Editorial: Can an entitled California billionaire ever learn to share the beach?

Shark's Tooth Rock at Martins Beach has been a popular landmark for generations of beachgoers.
(Los Angeles Times)

Public access to the beach in California is enshrined in state law and cherished by all. But securing that access often requires a fight with beachfront property owners who don’t think they owe it to anyone.

Billionaire Vinod Khosla has been famously battling the California Coastal Commission and state officials for a decade over whether beachgoers have the right to cross his 89-acre property to get to scenic Martins Beach, south of Half Moon Bay. The only overland access is a road through Khosla’s property.

For a century prior to Khosla’s purchase, beachgoers took that road down to the beach to swim, surf, fish and hold family gatherings. The previous owners maintained the road and provided public bathrooms and other amenities. After Khosla bought the property in 2008, he kept the road open and tried to maintain the amenities but found them too costly. So he closed the gate, blocking the road, and hired security to keep people out. Since then, nonprofit coastal access groups and Khosla have filed several lawsuits over beach access, and the Coastal Commission has tried to negotiate with him to open the gate on a regular schedule. The commission also offered to help find a nonprofit to maintain the road and furnish amenities.

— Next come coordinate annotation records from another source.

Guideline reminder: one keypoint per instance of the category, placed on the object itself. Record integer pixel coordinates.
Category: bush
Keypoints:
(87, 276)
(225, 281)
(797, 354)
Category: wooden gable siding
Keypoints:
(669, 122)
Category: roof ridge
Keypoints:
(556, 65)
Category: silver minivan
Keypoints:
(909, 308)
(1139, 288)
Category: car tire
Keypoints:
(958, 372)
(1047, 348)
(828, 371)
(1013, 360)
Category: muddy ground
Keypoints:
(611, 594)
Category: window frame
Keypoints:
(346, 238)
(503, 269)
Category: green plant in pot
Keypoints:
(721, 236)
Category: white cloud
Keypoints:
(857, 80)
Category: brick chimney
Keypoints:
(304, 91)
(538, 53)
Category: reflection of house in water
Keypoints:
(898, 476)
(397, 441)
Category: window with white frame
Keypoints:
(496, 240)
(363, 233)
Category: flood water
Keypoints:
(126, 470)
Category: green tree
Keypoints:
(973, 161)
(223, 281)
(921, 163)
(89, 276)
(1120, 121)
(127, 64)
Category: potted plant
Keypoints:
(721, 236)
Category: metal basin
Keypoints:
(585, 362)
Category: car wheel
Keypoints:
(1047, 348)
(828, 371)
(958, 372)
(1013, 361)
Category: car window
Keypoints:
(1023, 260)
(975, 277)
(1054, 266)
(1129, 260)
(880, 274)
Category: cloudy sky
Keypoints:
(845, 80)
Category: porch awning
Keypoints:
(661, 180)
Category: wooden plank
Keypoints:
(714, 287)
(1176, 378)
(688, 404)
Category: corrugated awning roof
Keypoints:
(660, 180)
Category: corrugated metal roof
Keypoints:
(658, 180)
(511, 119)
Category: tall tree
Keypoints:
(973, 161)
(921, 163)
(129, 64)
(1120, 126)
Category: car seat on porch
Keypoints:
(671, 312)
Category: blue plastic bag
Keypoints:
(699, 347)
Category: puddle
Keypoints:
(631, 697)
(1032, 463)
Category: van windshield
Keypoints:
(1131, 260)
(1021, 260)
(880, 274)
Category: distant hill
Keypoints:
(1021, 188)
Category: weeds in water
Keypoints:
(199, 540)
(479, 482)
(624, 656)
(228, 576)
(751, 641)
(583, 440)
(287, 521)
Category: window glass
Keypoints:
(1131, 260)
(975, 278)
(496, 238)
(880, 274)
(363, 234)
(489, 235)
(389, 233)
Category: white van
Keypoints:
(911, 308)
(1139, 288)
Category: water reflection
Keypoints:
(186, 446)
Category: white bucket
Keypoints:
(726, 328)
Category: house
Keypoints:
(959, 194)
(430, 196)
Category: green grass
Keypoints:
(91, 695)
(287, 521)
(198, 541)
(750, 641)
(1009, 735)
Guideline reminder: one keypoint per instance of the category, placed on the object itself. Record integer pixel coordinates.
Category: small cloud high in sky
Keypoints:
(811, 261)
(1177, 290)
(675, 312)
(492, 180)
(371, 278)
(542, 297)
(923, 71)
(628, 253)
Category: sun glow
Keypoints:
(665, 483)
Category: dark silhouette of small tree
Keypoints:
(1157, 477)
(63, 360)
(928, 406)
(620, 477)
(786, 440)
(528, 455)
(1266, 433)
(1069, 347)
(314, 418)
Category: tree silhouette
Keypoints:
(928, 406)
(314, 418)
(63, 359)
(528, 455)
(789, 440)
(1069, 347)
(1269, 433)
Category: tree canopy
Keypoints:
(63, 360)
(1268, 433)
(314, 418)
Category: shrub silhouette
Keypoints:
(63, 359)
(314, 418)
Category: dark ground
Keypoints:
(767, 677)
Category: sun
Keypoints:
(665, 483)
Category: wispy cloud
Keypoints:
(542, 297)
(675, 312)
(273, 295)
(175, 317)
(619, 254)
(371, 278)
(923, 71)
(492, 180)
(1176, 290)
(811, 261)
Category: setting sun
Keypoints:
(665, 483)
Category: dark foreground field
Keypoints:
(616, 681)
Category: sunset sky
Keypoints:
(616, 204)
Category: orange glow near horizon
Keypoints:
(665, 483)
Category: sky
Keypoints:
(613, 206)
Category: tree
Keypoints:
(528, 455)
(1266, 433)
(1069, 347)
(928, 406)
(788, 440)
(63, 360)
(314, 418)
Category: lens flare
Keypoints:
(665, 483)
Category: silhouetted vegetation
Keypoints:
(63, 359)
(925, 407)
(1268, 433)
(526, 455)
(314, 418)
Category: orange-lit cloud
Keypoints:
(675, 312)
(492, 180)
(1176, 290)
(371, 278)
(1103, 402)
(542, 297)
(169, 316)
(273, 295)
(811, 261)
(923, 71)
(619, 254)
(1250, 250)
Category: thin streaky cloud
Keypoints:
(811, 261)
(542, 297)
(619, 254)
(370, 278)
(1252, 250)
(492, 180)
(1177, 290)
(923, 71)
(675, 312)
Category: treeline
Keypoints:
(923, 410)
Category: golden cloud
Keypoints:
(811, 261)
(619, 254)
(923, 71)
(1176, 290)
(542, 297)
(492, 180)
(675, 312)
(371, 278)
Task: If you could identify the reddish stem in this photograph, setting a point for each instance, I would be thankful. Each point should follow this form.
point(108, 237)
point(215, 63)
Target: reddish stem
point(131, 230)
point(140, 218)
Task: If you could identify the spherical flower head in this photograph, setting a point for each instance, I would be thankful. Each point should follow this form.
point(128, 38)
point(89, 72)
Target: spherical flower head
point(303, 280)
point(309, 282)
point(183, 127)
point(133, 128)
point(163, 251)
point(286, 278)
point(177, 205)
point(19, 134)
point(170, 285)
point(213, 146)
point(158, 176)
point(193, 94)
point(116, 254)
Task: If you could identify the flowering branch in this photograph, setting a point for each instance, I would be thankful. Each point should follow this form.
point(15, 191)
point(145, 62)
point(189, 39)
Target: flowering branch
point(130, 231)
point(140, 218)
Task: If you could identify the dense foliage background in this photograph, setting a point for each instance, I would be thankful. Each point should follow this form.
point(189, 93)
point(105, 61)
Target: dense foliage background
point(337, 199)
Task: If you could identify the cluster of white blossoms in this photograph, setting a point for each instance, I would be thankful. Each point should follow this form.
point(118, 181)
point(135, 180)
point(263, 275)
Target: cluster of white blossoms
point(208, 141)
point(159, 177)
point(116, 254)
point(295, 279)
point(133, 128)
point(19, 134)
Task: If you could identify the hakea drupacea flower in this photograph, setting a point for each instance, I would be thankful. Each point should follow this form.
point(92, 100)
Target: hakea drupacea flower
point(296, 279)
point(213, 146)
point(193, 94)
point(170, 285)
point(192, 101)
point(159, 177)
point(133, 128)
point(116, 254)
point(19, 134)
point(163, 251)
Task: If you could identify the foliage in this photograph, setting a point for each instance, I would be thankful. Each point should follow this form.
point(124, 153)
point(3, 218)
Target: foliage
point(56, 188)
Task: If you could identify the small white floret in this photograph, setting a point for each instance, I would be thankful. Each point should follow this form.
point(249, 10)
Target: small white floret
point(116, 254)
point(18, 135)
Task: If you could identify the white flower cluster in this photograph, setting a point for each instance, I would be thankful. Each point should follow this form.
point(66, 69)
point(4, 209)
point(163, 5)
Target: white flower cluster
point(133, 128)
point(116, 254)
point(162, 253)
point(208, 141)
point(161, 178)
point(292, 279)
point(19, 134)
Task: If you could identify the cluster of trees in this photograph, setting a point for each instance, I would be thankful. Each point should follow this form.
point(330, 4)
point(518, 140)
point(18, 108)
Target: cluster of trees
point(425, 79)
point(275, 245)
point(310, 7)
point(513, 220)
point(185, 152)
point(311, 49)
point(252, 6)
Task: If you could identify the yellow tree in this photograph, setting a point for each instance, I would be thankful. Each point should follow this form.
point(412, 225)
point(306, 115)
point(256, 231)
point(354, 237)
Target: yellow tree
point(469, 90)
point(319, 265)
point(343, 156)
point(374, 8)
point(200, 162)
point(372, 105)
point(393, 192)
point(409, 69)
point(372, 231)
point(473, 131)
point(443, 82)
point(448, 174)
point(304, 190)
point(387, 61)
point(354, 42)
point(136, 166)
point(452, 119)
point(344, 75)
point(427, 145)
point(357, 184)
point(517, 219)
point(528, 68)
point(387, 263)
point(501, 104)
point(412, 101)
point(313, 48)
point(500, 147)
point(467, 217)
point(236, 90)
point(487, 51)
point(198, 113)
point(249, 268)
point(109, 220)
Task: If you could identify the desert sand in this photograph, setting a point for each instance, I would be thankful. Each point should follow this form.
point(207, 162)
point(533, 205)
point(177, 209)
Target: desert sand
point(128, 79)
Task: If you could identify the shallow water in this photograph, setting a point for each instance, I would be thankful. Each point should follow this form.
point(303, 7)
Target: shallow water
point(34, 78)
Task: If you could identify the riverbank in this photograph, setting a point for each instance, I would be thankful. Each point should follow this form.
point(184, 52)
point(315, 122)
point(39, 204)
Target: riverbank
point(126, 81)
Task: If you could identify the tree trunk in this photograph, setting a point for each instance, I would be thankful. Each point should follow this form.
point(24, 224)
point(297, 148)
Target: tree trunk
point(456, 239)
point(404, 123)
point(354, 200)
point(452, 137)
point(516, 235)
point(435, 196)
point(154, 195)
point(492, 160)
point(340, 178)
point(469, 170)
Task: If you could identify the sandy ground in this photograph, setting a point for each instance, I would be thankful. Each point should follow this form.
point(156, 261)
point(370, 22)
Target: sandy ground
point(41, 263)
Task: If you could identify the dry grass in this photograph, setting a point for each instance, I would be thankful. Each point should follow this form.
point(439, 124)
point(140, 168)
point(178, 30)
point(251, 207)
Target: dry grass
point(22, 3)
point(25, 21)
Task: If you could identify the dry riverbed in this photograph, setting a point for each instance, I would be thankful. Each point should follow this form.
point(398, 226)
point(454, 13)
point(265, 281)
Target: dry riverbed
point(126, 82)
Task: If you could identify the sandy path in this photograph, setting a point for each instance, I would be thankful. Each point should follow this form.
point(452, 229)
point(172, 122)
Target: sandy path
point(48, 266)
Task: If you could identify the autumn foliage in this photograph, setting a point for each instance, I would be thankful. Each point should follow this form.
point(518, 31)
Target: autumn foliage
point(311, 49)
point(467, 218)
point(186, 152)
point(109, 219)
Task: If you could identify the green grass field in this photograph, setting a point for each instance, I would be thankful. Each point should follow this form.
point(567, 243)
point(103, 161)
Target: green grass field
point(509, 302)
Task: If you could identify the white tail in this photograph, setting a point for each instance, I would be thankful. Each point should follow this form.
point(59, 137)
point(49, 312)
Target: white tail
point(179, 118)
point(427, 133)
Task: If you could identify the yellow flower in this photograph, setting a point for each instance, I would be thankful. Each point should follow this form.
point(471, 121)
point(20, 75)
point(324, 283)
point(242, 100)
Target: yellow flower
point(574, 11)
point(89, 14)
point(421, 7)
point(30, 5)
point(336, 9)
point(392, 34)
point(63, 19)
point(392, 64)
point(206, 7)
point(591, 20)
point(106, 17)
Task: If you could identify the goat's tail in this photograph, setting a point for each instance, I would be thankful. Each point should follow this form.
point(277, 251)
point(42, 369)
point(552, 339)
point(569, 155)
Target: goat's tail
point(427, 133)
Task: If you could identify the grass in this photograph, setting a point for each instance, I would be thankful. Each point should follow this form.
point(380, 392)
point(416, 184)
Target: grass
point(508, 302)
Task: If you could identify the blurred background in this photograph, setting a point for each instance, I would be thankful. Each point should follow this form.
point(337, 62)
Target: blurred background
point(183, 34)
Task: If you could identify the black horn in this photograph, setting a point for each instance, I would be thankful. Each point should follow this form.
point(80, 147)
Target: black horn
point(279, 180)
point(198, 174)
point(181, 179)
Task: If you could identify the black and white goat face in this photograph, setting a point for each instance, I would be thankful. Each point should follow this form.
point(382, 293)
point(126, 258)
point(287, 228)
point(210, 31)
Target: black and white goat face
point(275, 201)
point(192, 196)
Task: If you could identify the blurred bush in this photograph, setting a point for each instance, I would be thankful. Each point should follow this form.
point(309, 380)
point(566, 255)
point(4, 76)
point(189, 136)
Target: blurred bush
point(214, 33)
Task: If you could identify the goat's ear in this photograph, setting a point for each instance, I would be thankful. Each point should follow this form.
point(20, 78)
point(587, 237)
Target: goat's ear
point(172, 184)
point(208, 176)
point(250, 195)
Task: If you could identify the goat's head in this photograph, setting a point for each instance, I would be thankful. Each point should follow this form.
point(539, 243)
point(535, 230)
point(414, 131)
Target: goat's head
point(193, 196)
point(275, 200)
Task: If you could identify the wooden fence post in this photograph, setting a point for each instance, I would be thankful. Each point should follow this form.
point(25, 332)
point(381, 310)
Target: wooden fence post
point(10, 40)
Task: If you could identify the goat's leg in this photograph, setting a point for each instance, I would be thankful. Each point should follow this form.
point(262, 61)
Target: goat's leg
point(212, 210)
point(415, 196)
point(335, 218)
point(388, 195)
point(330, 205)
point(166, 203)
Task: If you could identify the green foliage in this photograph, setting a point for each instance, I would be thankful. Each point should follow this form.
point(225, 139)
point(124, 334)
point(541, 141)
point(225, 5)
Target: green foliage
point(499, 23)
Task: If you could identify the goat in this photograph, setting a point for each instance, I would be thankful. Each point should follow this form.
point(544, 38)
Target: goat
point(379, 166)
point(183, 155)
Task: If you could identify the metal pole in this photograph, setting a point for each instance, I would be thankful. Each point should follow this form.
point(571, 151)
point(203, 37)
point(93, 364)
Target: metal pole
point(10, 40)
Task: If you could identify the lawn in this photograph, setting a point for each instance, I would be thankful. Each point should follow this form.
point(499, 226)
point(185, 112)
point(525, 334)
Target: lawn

Now the Coastal Commission and the State Lands Commission are suing Khosla to establish once and for all that access to Martins Beach through this property is a right and not a perk.

It’s rare for the Coastal Commission to take someone to court, but in this instance it’s necessary to show a stubborn landowner that he cannot restrict public access.

In the past, Khosla has won some legal battles and lost more. A couple of years ago, a court told him he could not close the gate unless he got a coastal permit to do so. He appealed that one all the way to the U.S. Supreme Court, but the high court refused to hear it. More recently, an appeals court in San Mateo ruled that the evidence presented in the case was insufficient to show that the previous owners of the beachfront property had dedicated the road to public use. But the Coastal Commission plans to offer evidence that visitors have used the road through the property for a century as if it were public and have acquired a right to continue using it.

Khosla’s lawyer put out a statement saying the state is trying to seize Khosla’s property, which she described hyperbolically as a tactic “commonplace in communist systems” but not tolerated in the American system of government. No, what’s not tolerated — in California — is taking away public access to the coast.